I’ve had two recent freeze-ups, and on rebooting my PC, I noticed that a couple of my hard disks (I think the SSDs) have a new BIOS startup message: “Ultra DMA S.M.A.R.T. Capable and Status OK.” I recently installed a new SSD and put Windows 10 on it. Did WIndows 10 add this new BIOS feature? And could it be somehow related to my two recent freezes? Many thanks in advance.
That sounds like one of those pointless BIOS boot-up status notifications (disk detected, etc). Just a dashboard idiot light.
Unknown whether it might be related to any freezes. Does your motherboard have custom disk controller drivers? It could be a problem with those.
Diego
Thanks for your reply. I don’t think my motherboard has custom disk controller drivers, but I’m not sure. I’ll dig into it.
So SMART is basically a built in health-check system on your drives. The status is ok, so that’s great, nothing to worry about there. Not sure about Ultra DMA bit which, afaik applies to the old PATA connector and not the SATA type which you’ll no doubt be using. You could tell us a bit more about your drives - models, connectors, etc. however it’s most likely that this won’t be important anyway and you can just ignore it.
Random crashes are hard to diagnose until you pin down the problem a bit more. You can download and run a CPU stress test with Prime95. This is quick to install and use and usually whenever I’ve had an unstable system (CPU running too hot, not enough voltage, whatever) it’ll crash the PC entirely in only a few minutes.
If it runs for awhile (say, the time it takes to make a cuppa), fine, move on to testing your memory with memtest. This takes longer and you’ll have to make a bootdisk for it.

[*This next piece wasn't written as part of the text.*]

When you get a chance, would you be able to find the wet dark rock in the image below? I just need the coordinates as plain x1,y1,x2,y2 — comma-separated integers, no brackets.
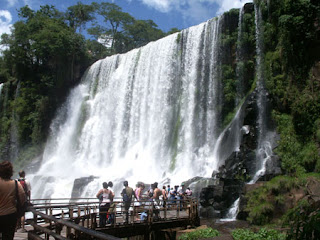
243,3,254,13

If that all works with your system still being stable at the end… Things get a bit fuzzier. Give the above a go first.
Thanks for all those suggestions, @fox.ferro! I appreciate the help. Yes, I’m using SATA. One is an older Intel 150MB SSD, the other a pretty new Samsung 1TB SSD. I also have a couple older SATA HDDs, but I’m not sure I’ve noticed the “SMART” line next to them during boot-up, but it goes too fast to be sure.
Anyway, I’ll try those stress tests you mentioned. I’ve had only two freezes, so it’s not a crisis yet, but still a bit surprising after weeks of stability.
Ultra DMA support hasn’t been a consideration since IDE.
Yeah, that was my first reaction. But this strange message didn’t appear until some time after I moved to Windows 10, which was pretty recently.